Después de tanto tiempo no recuerdo sus nombres, aunque sí sus rostros y hasta me parece oír el murmullo de sus rezos en la oscuridad de aquellas noches.
Estábamos los cuatro en la trinchera, asustados, nerviosos, perplejos ante un destino que no acababa de clavar su metralla en nuestras carnes, casi adolescentes. El cabo, como si quebrando el silencio venciera al miedo, se inventó un juego macabro: cada uno de nosotros tenía que contar en qué modo le gustaría recibir a la muerte. Puede que ahora parezca una estupidez, pero, en esos instantes, la muerte era el único pensamiento posible y todos, sin excepción, secundamos el juego. Uno dijo que quería acabar fulminado bajo un obús, sin tiempo para el dolor ni la cobardía. Otro, por el contrario, pretendía sostener la mirada a la muerte hasta el último instante. Yo, por mi parte, no oculté mi miedo a morir, cualquiera que fuese la forma; pero, puestos a elegir, prefería una muerte honrosa y rápida, como la que proporciona un proyectil en la frente. Por último, estaba aquel soldado taciturno y sombrío, con el color de las mieses pintados aún en las pupilas. Apenas si sabía hablar mejor que una mula, pero en su lenguaje tosco nos confesó un profundo desapego a la vida, a la que odiaba con la fuerza de los desheredados que han visto todos los horrores de la guerra. Tan sólo sentía pánico por una cosa: el dolor. Y para huir de él, en cada asalto, se ataba una pequeña pistola en la mano, por si caía herido o prisionero.

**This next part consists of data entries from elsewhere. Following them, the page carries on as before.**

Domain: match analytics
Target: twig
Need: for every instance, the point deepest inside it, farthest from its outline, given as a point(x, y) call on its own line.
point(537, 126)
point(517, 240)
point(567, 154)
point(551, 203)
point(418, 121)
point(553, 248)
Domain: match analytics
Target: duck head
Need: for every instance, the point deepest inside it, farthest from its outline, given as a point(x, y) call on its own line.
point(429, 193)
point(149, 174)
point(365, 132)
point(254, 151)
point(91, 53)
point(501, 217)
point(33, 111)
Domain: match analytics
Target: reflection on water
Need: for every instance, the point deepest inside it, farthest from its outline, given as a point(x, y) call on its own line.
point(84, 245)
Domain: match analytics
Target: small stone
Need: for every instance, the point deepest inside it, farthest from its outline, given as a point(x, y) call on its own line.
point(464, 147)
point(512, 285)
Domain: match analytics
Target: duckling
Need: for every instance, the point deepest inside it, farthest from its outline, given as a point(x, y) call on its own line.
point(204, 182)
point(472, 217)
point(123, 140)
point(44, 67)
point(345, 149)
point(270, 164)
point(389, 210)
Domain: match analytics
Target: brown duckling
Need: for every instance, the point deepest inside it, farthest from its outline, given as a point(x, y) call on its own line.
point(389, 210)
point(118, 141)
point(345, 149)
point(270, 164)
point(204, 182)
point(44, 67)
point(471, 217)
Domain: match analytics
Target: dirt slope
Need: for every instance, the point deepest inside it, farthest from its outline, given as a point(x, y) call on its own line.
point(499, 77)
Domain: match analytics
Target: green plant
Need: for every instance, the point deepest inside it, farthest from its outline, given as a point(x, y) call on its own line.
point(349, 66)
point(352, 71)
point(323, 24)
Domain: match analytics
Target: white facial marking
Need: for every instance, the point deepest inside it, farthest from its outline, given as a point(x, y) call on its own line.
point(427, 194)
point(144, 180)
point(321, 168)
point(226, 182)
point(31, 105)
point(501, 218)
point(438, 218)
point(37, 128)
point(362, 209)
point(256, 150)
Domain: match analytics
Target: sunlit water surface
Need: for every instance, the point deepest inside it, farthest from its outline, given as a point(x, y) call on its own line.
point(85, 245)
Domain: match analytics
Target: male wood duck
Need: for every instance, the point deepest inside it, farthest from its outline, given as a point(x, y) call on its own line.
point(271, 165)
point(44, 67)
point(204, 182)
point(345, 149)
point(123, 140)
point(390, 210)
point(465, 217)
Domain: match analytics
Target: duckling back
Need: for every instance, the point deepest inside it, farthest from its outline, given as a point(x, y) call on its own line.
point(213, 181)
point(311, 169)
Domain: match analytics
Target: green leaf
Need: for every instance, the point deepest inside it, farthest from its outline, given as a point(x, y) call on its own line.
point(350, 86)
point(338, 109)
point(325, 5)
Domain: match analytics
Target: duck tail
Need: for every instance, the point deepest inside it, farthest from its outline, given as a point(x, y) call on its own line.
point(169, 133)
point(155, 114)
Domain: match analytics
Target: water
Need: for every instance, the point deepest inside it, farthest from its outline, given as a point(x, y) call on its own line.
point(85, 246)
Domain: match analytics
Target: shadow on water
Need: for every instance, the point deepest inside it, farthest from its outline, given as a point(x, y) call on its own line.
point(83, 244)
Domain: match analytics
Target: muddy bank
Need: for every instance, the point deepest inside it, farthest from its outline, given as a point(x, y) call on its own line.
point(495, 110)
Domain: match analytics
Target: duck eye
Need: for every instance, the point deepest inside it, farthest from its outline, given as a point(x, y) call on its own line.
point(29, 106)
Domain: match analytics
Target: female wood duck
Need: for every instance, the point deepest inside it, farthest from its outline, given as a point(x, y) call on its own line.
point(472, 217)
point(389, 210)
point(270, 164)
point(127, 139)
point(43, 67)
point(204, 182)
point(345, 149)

Aquella terrible confesión nos amordazó a todos durante el resto de la noche. En el breve fulgor de los cañonazos yo contemplaba sus rostros demudados y el triscar silencioso de los labios, orando a dioses antiguos.
Por fin oímos el silbato del sargento ordenando avanzar, y abandonamos el sucio agujero gritando como posesos. Después de un momento de confusión, de balas, bombas, gritos, me parapeté tras un risco junto a otros camaradas. Y de repente el silencio. Y de repente unos gritos inhumanos, desgarrados. Me asomé con cautela y vi una pistola atada a un brazo desencajado y sangriento. Pero a mi compañero no pude verlo. Solo sus gritos, en los que no había palabras, sino un aullido terrible y animal. Más de una hora estuvimos soportando aquel lamento horroroso hasta que, vencido por el asco y la piedad, corrí hacia su trinchera. Allí estaba el pobre campesino, como un guiñapo humano, destrozados los brazos y las piernas, aullando sin percatarse de mi presencia, ciego de dolor.
Sin mirarle a los ojos, palpé su sien con mi fusil, y dejé que el amanecer naciera en silencio.